Geology students look at the earth and the forces acting upon it, including the solids, liquids, and gasses that make it up. Study includes such topics as historical geology, rock and soil chemistry, and the use of minerals in industry.

You don't look at a rock as having a life, but it really does. It's splitting and moving and changing constantly.
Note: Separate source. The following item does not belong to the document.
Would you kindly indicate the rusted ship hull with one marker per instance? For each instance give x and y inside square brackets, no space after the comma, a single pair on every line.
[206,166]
Mona, junior, geology, University of California, Berkeley

Are You Ready To...?

  • Study sciences related to geology, such as biology, chemistry, and physics
  • Think in the stretched-out timescale of geological time
  • Spend three to four hours a week in the lab
  • Visit geologically important local, regional, and national sites

It Helps to Be...

Someone who likes the outdoors, hiking, and camping. If you enjoy nature and are concerned about the environment and how we use it, you may enjoy this major.

College Checklist

  • Are field trips and field instruction built into most, if not all, courses?
  • How much access will you have to labs and instruments, such as chemistry equipment, housed in other departments?
  • Have any of the professors worked as geologists outside of the academic setting (in industry, for example)?
  • Will you have the chance to focus on a particular subject, like hydrogeology, environmental geology, or exploration seismology?

Did You Know?

  • Geology not only looks at the past, but also uses knowledge about how the earth has formed and evolved to predict what will happen in the future.

Course Spotlight

In an introductory geology class, you’ll learn the basics of the major. You’ll learn how to identify rocks, minerals, and fossils. You may also cover such topics as plate tectonics. Plate tectonics is the theory that land masses, such as continents, are on plates that move across the surface of the earth.

Other topics include weathering and erosion processes, volcanoes, earthquakes, and the geological timescale, which goes back billions of years to the earth’s formation. Expect to spend plenty of time in the lab and on field trips putting course concepts into practice.